Pentingnya Kolaborasi Publik dan Swasta Perangi Korupsi di Indonesia
Terbaru

Pentingnya Kolaborasi Publik dan Swasta Perangi Korupsi di Indonesia

Sebagai salah satu aksi nyata untuk mendorong upaya pemberantasan korupsi, IGCN dan B20 Integrity & Compliance Task Force terus mempromosikan Aksi Kolektif Anti Korupsi.

Oleh:
Mochamad Januar Rizki
Bacaan 3 Menit
Pentingnya Kolaborasi Publik dan Swasta Perangi Korupsi di Indonesia
Hukumonline

Kejahatan korupsi masih jadi permasalahan primitif yang menghambat pembangunan di Indonesia. Komitmen bersama antara pemerintah dan swasta memitigasi korupsi sangat dibutuhkan. Persoalan tersebut menjadi pembahasan dalam pertemuan side event B20 dengan judul: “Dialog Kebijakan Publik-Swasta Tingkat Tinggi Dalam Mempromosikan Transparansi dan Akuntabilitas” pada (27/9).

Indonesia Global Compact Network (IGCN) sebagai local network UN Global Compact di Indonesia dan juga anggota dari B20 Integrity & Compliance Task Force, mengajak publik dan pihak swasta khususnya korporasi atau bisnis untuk bersama-sama berkolaborasi dalam aksi kolektif untuk berkomitmen memberantas korupsi. Kegiatan ini didukung oleh mitra strategis IGCN yaitu Koalisi Anti Korupsi Indonesia (KAKI), Transparency International Indonesia (TII), Universitas Paramadina, dan International Chamber of Commerce (ICC) Indonesia.

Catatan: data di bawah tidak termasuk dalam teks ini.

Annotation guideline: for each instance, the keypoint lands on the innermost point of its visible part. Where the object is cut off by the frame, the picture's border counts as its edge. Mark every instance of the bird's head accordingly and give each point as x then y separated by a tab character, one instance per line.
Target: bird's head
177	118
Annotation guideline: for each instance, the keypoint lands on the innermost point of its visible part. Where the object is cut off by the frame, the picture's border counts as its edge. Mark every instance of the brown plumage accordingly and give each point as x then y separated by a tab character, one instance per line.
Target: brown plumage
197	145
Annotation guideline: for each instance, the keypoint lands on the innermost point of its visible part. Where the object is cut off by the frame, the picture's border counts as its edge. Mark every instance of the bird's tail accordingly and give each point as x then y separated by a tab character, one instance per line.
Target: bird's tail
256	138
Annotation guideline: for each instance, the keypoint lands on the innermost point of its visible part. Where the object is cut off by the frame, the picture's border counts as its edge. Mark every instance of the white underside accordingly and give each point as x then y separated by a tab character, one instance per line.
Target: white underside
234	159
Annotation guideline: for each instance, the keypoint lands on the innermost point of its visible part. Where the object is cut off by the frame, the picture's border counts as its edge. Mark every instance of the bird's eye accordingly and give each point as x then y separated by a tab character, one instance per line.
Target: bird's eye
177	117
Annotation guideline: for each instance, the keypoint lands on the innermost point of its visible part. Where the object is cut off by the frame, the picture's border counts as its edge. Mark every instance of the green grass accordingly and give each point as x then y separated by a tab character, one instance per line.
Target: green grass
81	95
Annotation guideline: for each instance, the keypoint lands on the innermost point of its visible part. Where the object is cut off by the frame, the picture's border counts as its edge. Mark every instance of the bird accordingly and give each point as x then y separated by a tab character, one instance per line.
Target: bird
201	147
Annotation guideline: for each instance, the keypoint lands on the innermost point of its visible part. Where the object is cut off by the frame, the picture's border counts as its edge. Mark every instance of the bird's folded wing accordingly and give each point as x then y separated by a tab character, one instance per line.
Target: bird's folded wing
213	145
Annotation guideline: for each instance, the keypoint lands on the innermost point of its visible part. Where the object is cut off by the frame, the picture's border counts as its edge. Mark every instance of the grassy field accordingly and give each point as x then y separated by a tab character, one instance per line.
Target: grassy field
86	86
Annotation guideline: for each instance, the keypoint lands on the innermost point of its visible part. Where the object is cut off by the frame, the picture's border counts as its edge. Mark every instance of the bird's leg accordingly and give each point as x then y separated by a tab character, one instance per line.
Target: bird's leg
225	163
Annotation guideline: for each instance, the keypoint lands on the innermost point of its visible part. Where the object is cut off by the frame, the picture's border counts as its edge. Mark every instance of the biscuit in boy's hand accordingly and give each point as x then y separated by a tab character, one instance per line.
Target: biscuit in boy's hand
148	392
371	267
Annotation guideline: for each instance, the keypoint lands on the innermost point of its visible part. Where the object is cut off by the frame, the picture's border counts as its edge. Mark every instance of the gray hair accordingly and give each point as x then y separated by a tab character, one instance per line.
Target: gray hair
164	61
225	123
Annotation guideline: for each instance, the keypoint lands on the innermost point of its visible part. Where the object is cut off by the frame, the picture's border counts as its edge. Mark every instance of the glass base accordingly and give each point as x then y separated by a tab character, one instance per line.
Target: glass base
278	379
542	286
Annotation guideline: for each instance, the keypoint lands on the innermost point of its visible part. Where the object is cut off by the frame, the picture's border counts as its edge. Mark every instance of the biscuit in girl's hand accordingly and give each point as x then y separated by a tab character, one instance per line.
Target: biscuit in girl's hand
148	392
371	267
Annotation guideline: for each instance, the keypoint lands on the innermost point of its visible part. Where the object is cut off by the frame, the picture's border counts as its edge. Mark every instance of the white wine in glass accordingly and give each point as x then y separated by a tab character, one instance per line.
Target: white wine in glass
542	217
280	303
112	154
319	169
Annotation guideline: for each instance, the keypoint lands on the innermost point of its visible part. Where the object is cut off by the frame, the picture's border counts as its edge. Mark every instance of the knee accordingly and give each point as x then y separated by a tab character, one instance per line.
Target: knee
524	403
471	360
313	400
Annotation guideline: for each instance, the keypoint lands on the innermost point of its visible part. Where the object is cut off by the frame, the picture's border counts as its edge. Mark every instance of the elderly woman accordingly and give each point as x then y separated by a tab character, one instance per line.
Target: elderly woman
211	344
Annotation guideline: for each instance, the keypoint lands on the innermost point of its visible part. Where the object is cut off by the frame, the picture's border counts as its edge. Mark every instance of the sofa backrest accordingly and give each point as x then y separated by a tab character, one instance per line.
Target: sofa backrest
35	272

Berdasarkan penilaian Indeks Persepsi Korupsi (IPK) 2021, yang dicetuskan oleh Transparency International, Indonesia memiliki skor 38 dari 100 poin dan berada di peringkat ke-96 dari 180 negara yang dinilai. Data ini bukanlah hal yang membanggakan karena semakin kecil IPK, maka semakin minim kepercayaan publik terhadap negara tersebut.

Baca Juga:

Sementara itu, dari sebaran kasus korupsi berdasarkan lembaga, menurut data Komisi Pemberantasan Korupsi (KPK) sejak tahun 2004 hingga 2022 banyak didominasi oleh lembaga pemerintah pusat yakni sebanyak 409 kasus. Jika dilihat berdasarkan profesi atau jabatan, pelaku korupsi, berasal dari sektor swasta dengan menduduki peringkat tertinggi, dengan jumlah total 310 kasus sejak tahun 2004 hingga Januari 2022.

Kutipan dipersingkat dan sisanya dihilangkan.